Die Währungsunion als Paradigmenwechsel

Der Euro markiert einen Qualitätssprung in der wirtschaftlichen und politischen Verflechtung. Seine Einführung schafft Preis- und Leistungstransparenz nicht nur für Wirtschaft, Handel und Dienstleistungen, sondern auch für den öffentlichen Sektor. Übertriebene Größe, Ineffizienz und Schuldenfinanzierung des Staates werden zu Standortnachteilen im europäischen Währungsraum. Das Austarieren wirtschaftlicher Unterschiede durch Wechselkursänderungen, durch eigene Geldpolitik und eigene Inflationsrate entfällt. In Amerika, einem vergleichbar großen Währungsraum mit wirtschaftlicher Heterogenität, vollziehen sich solche Anpassungen durch Lohnflexibilität und hohe Mobilität der Arbeitnehmer. In diese Richtung wird auch Europa gedrängt werden - aber nur einen Teil der Wegstrecke zurücklegen. Wirtschaft und Öffentlichkeit in Europa werden Ergebnisse und Qualität nationaler Wirtschafts- und Haushaltspolitik vergleichen und Korrekturen einfordern; bleiben sie aus, so wandern Unternehmensstandorte und Wähler. Die neue Währung wird so zum Zielpunkt der Verteilungskonflikte, zum Magneten politischen Handelns und zum Kitt kontinentaler Kräfte. Sie könnte europaweit einen großen Finanzausgleich erzwingen und damit Konflikte von neuer Intensität auslösen. Dieser Ausgleich von Gewinnen und Lasten in der Währungsunion wird nicht hinreichen, alle Schwächen und Versäumnisse nationaler Politik zu kurieren. Er kann kein Ersatz für eigene Anstrengungen sein, denn Solidarität in Europa hat ohne faire Lastenteilung keine Zukunft.
Der Euro schafft die wirkliche europäische Existenzgemeinschaft ohne Drohung von außen. Seine Verwirklichung wird die bestehende Verflechtung weiter intensivieren; neuer politischer Handlungsbedarf entsteht. Die Integrationsspirale dreht sich weiter - von der Integration zentraler Politikfelder mit besonderen fiskalpolitischen Implikationen, soweit sie im Unionsrahmen sachlich besser und geldpolitisch stabilitätssichernd betrieben werden können, bis zur Abstimmung nationaler Reformpakete im Bereich der sozialen Sicherungssysteme.
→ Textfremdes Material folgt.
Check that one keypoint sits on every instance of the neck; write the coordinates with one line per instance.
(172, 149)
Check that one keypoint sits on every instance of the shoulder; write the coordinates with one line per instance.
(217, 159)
Zur Grundsatzfrage wird daneben die Stärkung der Legitimation der Europäischen Union. Nach dem Modell der Bundesbank und anderer Zentralbanken entsteht die Legitimität der Entscheidungen des Europäischen Zentralbankrats vor allem aus dem Ergebnis seiner Handlungen. Die disziplinierende Wirkung der Maastricht-Kriterien bildet in diesem Sinn erst ein Grundkapital an Legitimation. Die Zentralbank bedarf in den ersten Jahren ihres Bestehens des Vertrauensschutzes durch die Politik, d.h. die europäischen politischen Gremien müssen den Handlungsspielraum der Zentralbank verteidigen und sich in der Kommentierung der Geldpolitik selbst beschränken, solange die EZB noch über eine nur schwache ergebnisgestützte Legitimation verfügt. Dazu benötigt die Europapolitik ihrerseits eine starke Legitimations- und Akzeptanzbasis.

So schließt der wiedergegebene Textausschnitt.